Elles sont également susceptibles de constituer des
pratiques discriminatoires d’Apple envers les MVNO. Plus
généralement, « la faible intensité compétitive » du marché
des services de téléphonie mobile, pour reprendre la
terminologie de la Cour de cassation, n’a pas été
bouleversée par la commercialisation de l’iPhone.
Cependant, force est de reconnaı̂tre que l’iPhone a insufflé
une formidable croissance de l’internet mobile, comme en
témoigne le succès des nouvelles générations de
Smartphone, sur lesquelles Google et le canadien RIM
(BlackBerry) sont déjà bien positionnés.
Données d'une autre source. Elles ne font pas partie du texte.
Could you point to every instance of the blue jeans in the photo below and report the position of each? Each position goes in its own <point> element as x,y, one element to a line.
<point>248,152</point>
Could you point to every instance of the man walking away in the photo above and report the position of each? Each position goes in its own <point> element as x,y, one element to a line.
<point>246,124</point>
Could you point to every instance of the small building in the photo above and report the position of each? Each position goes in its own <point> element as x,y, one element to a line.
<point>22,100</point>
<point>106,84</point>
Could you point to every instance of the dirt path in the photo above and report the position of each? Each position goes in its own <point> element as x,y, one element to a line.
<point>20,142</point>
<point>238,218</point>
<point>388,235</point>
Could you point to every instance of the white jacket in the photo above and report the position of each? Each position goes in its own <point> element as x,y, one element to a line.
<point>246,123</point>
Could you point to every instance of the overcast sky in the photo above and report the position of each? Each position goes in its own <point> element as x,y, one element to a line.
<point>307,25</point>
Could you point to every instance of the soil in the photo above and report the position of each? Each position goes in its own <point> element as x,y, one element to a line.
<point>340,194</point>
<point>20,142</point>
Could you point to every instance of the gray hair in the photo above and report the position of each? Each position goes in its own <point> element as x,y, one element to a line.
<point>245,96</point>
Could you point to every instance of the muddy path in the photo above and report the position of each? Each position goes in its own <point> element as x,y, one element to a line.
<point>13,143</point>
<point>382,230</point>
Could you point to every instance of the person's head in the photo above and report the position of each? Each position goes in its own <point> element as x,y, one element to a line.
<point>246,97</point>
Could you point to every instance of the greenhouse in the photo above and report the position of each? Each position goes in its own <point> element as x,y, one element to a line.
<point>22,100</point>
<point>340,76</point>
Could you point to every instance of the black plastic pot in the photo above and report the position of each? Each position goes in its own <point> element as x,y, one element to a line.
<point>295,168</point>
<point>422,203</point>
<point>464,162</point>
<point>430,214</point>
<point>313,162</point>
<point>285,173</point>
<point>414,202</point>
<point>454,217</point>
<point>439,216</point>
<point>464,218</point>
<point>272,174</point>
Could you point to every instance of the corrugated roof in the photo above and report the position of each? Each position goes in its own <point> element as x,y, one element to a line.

Dans un tel
contexte, Apple laisse entendre que les MVNO pourraient
avoir accès à l’iPhone 4, ce qui permettrait de dynamiser —
cette fois — l’ « intensité compétitive » du secteur.
Notes
1. Commission européenne, 14ème rapport sur les marchés des communications électroniques de 2008.
2. Autorité de régulation des communications électroniques et des postes (Arcep), Avis 2008-1175 du 4 novembre 2008.
3. Conseil de la concurrence, Avis 08-A-16 du 30 juillet 2008.
4. Selon le site Lesmobiles.com, Orange a, depuis le lancement de l’iPhone en novembre 2007, vendu plus de 1,7 millions d’iPhone, tandis
que SFR et Bouygues Telecom revendiquent respectivement 900.000 et 700.000 clients iPhone, qu’ils commercialisent depuis avril 2009.
5. Conseil de la concurrence, Décision no08-MC-01 du 17 décembre 2008 du relative à des pratiques mises en œuvre dans la distribution des
iPhones ; Cour d’appel de Paris, 1ère ch. Section H du 4 février 2009.
6. Autorité de la concurrence, Décision no10-D-01 du 11 janvier 2010 relative à des pratiques mises en œuvre dans la distribution des
iPhones.
7. Observatoire trimestriel des communications électroniques (services mobiles) publié par l’Arcep, 6 mai 2010.